Intuitively, $\lim_{x \to 1}f(x)$ means that $x$ is approaching $1$ without letting $x=1$. Because $\frac{(x+1)(x-1)}{x-1}$ is defined for any $x\neq 1$ (so also for $x$ very close to $1$), we have that $\frac{(x-1)}{x-1}=1$.
Now because $\frac{x^2-1}{x-1} =\frac{(x+1)(x-1)}{x-1}$ for $x\neq 1$, this limit is well-defined for $\frac{x^2-1}{x-1}$ too.
So in general $f(x)$ doesn't have to be defined at $a$ to calculate $\lim_{x \to a}f(x)$, but $f(x)$ must be defined near $a$, else you couldn't take a limit anyway.

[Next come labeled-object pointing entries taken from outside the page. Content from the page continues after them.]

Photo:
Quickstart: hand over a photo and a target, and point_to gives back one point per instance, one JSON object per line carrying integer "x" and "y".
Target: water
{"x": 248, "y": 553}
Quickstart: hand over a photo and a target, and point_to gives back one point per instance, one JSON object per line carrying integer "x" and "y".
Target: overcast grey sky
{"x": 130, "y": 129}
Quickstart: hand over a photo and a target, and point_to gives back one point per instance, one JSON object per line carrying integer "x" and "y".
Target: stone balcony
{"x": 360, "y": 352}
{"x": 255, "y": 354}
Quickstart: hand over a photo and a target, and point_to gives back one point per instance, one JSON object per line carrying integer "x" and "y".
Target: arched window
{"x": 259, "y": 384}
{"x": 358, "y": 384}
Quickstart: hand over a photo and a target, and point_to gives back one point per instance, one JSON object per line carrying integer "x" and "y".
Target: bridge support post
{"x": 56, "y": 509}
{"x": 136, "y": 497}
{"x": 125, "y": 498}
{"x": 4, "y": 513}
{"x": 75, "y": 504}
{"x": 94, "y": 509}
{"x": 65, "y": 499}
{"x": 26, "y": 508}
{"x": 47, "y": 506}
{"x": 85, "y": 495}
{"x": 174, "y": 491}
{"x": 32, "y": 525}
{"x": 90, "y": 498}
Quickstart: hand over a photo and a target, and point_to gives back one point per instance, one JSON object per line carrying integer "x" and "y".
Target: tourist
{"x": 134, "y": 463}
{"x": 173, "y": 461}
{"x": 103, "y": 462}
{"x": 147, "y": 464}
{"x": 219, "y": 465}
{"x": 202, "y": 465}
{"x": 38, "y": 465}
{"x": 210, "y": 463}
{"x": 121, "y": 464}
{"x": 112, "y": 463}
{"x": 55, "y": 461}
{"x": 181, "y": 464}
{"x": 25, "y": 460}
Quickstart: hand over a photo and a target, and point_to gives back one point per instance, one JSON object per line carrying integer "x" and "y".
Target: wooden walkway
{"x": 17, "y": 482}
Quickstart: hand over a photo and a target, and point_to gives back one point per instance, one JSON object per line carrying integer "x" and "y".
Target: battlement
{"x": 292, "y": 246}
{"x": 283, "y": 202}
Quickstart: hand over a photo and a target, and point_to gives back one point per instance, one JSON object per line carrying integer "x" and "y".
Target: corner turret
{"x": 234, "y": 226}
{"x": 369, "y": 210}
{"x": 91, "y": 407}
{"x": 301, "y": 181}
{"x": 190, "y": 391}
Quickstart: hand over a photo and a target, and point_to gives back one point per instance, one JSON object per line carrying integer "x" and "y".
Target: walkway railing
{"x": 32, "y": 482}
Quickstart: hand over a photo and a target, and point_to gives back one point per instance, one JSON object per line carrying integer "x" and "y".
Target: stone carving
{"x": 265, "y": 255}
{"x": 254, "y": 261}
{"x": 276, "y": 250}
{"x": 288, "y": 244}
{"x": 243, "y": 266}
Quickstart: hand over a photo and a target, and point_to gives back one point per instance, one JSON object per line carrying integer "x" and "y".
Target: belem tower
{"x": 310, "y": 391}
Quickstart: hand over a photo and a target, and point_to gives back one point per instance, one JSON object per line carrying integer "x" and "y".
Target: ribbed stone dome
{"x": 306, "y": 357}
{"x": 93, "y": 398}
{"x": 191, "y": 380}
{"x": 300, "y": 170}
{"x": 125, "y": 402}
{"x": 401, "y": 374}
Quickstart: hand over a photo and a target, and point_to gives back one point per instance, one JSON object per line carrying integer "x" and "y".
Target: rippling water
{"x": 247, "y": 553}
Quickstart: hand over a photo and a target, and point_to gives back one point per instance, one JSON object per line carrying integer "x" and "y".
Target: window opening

I don't know if this explanation would help you understand the problem or not, bu it is how i see it. In the given example, it is like you have initially $\lim\limits_{x\to 1}$x+1 and then you multiply it by $\frac{0}{0}$( which is an indefined quantity) in the form of a limit i.e. $\frac{x-1}{x-1}$..
So when you have the compact form $\frac{x^2-1}{x-1}$, you don't see the problem unless you decompose it.
So the main problem in this type of limit calculation is the indetermined form like $$\frac{0}{0},\ 0\cdot \infty,\ +\infty-\infty $$
At every point other than $x=1,$ the function $f(x) = \frac{x^2-1}{x-1}$ (depicted above) looks exactly like the function $g(x) = x+1.$ The limit $\lim_{x\to1} f(x)$ doesn't mean "evaluate $f(1),$" it means "find the value that $f$ gets really close to as $x$ gets really close to 1." As you can see in the picture above, as $x$ approaches 1, $f(x)$ approaches 2.